The Lady from Zagreb
© 2015 Phillip Kerr
Bernie Gunther was an ordinary police detective in wild, wonderful Weimar until Germany’s economy collapsed and fringe parties swept into power. His police department absorbed by the SS, he wears the uniform of a party and of an ideology he loathes – and does a poor job of even pretending to tolerate. His antipathy for the Party makes a man of Bernie’s talents a useful tool, however, at least to Joseph Goebbels. With no career prospects or political ambition, the detective can be hired for a little bit of innocent work that the master of deceit would prefer to keep concealed from his rivals in evil miniondom, like Himmler. For instance, Goebbels has his eye on a certain starlet who is waffling on cinema as a career prospect, despite being a Siren-like beauty who is sure to become the continent’s most popular actress. Officially, of course, the chief of propaganda wants to keep her engaged making films to glorify the fatherland, but he also has more intimate engagements in mind – the kind that married men have no business in making. The problem is that the poor dear is distracted by her long-missing father, lost in war-torn Yugoslavia. What he’d like for Gunther to do is pop down to the most hellish place in Europe short of Auschwitz for a spell, find dear old dad, and then report back to Berlin.
Nothing is ever so simple, of course. Gunther has already encountered some soul-harrowing scenes since the Nazis took power in 1933; he has seen massacres on both the Soviet and Nazi sides of the battle-lines, and been exposed to the Final Solution in action. Yugoslavia, however, is a bloodbath to be endured only with the native whiskey,:Gunther’s report makes even Goebbels blanch at the horror of it. There, the princes of hell on earth decorate their strongholds with skulls on pikes, and photographs of executions, like something out of a nightmare. The usual psychological defenses – sarcasm, booze, and cigarettes – don’t quite do the trick. To survive, Gunther counterattacks: he falls in love. If the hormone rush from becoming infatuated with Germany’s foremost sex symbol doesn’t do the trick, then perhaps the thrill of chasing a girl who is not only married, but a mistress-potential for one of the most powerful men in the reich will. Eventually the action moves to Switzerland, where Americans mistake Gunther for a German general and hilarity ensues. Amid even more
death, however, the piece of a puzzle which has lingered on Gunther’s mind for a year finally falls into place.

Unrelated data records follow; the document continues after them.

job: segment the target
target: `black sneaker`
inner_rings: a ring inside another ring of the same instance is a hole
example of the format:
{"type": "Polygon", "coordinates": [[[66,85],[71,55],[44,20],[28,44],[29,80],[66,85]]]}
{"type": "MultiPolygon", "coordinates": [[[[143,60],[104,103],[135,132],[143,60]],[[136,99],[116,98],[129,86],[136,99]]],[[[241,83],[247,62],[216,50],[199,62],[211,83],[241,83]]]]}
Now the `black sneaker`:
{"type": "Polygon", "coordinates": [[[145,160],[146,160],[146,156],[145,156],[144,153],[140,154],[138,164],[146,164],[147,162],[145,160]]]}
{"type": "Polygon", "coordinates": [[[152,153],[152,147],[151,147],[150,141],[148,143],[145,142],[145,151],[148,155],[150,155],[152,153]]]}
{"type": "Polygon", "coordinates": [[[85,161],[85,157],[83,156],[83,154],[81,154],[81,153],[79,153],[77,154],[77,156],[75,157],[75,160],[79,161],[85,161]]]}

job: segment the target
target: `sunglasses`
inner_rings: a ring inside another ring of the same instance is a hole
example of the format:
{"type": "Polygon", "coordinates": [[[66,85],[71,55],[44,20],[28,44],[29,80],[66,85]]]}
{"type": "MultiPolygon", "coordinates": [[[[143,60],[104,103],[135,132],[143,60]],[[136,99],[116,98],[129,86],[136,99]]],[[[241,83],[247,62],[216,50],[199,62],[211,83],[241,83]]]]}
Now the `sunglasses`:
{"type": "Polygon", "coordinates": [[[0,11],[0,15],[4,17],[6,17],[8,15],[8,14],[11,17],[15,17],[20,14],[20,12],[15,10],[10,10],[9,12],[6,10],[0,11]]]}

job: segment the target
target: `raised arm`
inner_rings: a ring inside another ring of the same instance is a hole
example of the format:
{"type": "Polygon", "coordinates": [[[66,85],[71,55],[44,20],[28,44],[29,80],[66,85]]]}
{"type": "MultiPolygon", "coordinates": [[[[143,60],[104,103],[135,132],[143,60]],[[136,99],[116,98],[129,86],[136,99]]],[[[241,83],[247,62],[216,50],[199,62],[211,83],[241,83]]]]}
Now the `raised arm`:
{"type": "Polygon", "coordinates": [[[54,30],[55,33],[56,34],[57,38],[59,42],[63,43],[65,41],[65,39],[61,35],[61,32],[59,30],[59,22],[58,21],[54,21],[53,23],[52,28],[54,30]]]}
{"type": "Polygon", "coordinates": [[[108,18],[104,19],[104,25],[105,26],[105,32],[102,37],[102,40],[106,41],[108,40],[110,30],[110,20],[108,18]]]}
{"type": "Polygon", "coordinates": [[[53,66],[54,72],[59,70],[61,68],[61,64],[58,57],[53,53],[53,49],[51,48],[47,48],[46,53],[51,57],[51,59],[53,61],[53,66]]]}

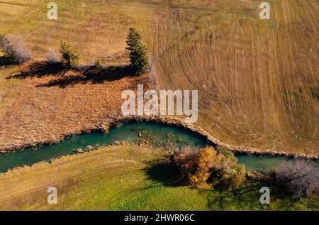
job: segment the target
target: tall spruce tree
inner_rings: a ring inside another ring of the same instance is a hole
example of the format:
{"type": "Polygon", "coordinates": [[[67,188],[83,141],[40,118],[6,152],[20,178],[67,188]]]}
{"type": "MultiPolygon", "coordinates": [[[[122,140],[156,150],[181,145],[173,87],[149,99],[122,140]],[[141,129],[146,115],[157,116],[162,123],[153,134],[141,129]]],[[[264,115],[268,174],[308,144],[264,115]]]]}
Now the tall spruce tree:
{"type": "Polygon", "coordinates": [[[145,45],[142,43],[142,37],[135,28],[129,30],[127,50],[130,51],[130,62],[137,75],[141,75],[147,68],[147,52],[145,45]]]}

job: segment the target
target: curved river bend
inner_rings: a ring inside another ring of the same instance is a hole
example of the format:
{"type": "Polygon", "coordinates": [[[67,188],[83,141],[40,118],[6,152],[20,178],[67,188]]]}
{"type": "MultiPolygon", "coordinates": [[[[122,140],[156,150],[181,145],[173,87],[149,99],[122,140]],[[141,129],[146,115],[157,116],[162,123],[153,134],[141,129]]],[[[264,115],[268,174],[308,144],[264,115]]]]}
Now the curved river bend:
{"type": "MultiPolygon", "coordinates": [[[[169,140],[169,143],[179,148],[183,146],[203,148],[207,143],[206,138],[183,128],[152,122],[130,122],[119,128],[110,128],[107,134],[94,131],[69,137],[58,143],[39,146],[36,150],[34,148],[26,148],[23,150],[0,154],[0,172],[24,165],[49,161],[79,150],[87,150],[90,148],[88,146],[96,148],[116,142],[139,143],[146,140],[162,146],[169,140]]],[[[284,156],[245,154],[236,154],[236,157],[238,162],[245,164],[248,170],[264,172],[271,171],[282,162],[293,160],[284,156]]],[[[318,160],[316,164],[319,166],[318,160]]]]}

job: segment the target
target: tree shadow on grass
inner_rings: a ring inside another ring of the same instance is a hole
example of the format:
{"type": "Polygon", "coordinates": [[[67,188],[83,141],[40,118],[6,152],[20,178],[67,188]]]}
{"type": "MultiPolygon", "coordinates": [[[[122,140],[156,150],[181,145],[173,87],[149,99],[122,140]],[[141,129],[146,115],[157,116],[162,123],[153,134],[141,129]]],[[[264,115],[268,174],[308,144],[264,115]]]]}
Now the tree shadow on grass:
{"type": "Polygon", "coordinates": [[[35,62],[28,65],[26,70],[21,71],[21,73],[6,78],[23,79],[28,77],[40,78],[50,75],[62,76],[67,71],[67,70],[65,70],[60,62],[35,62]]]}
{"type": "Polygon", "coordinates": [[[101,84],[104,82],[119,80],[123,77],[133,76],[133,70],[130,66],[111,66],[106,68],[97,69],[89,67],[83,72],[50,80],[48,83],[38,84],[36,87],[59,87],[65,88],[76,84],[101,84]]]}
{"type": "Polygon", "coordinates": [[[179,170],[168,162],[152,163],[144,169],[147,179],[159,182],[164,187],[185,185],[179,170]]]}

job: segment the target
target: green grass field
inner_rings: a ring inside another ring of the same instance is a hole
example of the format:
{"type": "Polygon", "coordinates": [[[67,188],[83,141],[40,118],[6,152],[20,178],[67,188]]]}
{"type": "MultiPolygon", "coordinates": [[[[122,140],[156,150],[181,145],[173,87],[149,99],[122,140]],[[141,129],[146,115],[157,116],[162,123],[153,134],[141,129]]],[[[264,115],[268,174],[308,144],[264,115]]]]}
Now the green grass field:
{"type": "Polygon", "coordinates": [[[18,210],[318,210],[318,197],[294,200],[271,187],[271,204],[259,203],[261,187],[247,181],[235,191],[191,188],[166,154],[147,146],[109,146],[0,175],[0,209],[18,210]],[[47,189],[57,189],[56,205],[47,189]]]}

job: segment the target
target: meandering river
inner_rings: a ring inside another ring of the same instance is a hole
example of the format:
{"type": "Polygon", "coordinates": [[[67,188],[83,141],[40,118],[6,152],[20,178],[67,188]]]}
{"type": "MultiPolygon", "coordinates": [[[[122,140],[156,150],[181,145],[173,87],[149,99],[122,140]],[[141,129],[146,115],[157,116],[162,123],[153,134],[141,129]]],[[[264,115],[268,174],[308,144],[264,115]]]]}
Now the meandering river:
{"type": "MultiPolygon", "coordinates": [[[[155,146],[170,145],[181,148],[184,146],[203,148],[207,140],[197,133],[174,126],[152,122],[130,122],[110,128],[107,134],[101,131],[69,137],[58,143],[26,148],[23,150],[0,154],[0,172],[22,165],[32,165],[41,161],[50,161],[62,155],[116,142],[149,142],[155,146]],[[89,146],[89,148],[88,148],[89,146]]],[[[284,156],[236,154],[240,163],[248,170],[267,172],[284,161],[293,159],[284,156]]],[[[318,160],[315,163],[319,166],[318,160]]]]}

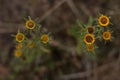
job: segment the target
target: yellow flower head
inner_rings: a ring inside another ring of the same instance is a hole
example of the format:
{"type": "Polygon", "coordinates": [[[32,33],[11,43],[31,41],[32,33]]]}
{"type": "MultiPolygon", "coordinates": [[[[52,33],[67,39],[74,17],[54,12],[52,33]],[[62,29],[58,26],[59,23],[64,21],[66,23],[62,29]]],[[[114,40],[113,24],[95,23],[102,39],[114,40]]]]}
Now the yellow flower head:
{"type": "Polygon", "coordinates": [[[21,43],[18,43],[17,45],[16,45],[16,49],[21,49],[22,48],[22,44],[21,43]]]}
{"type": "Polygon", "coordinates": [[[98,22],[101,26],[108,26],[110,23],[110,19],[109,17],[102,15],[98,18],[98,22]]]}
{"type": "Polygon", "coordinates": [[[17,42],[22,42],[25,39],[25,36],[23,33],[17,33],[16,34],[16,41],[17,42]]]}
{"type": "Polygon", "coordinates": [[[95,42],[95,38],[93,34],[86,34],[84,36],[84,42],[86,44],[93,44],[95,42]]]}
{"type": "Polygon", "coordinates": [[[35,44],[34,44],[33,42],[29,42],[29,43],[28,43],[28,47],[29,47],[29,48],[32,49],[32,48],[34,48],[34,46],[35,46],[35,44]]]}
{"type": "Polygon", "coordinates": [[[33,20],[26,21],[26,28],[34,29],[35,28],[35,22],[33,20]]]}
{"type": "Polygon", "coordinates": [[[15,55],[15,57],[20,57],[22,55],[21,50],[15,50],[14,55],[15,55]]]}
{"type": "Polygon", "coordinates": [[[88,30],[88,33],[90,33],[90,34],[94,33],[94,28],[93,27],[88,27],[87,30],[88,30]]]}
{"type": "Polygon", "coordinates": [[[94,45],[93,44],[87,45],[87,51],[94,51],[94,45]]]}
{"type": "Polygon", "coordinates": [[[43,34],[42,36],[41,36],[41,40],[42,40],[42,42],[43,43],[48,43],[48,41],[49,41],[49,36],[47,35],[47,34],[43,34]]]}
{"type": "Polygon", "coordinates": [[[105,32],[103,32],[102,37],[103,37],[104,40],[110,40],[111,39],[111,33],[109,31],[105,31],[105,32]]]}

The Lady from Zagreb is a very well-done detective novel, putting its wartime Europe setting to good effect and linking several mysteries together. The humor is biting, as ever; on learning that a fellow officer is writing yet another novel, Gunther comments that there will always be room in Germany for more novels, provided his countrymen keep burning them. In an early scene, a man is literally killed by Hitler; a bust of Adolf is used as a bludgeon. Against the backdrop of both the Holocaust and the obscene carnage of Yugoslavia, however, even that humor fails to prevent this from being an utterly distressing novel, set in a land of desecration and filled with horror and manipulation. Not even Gunther’s relationship with Dalia is free from the cloud of horror, unsurprising given Goebbels’ close presence. Certainly there’s no fault in creativity or research; the book is littered with odd little details that must have been strange research finds, like a U-boat parked on the autobahn; one of Gunther’s escapes is especially captivating. As thrilling as it is, Zagreb is more than touch dispiriting on the whole, however.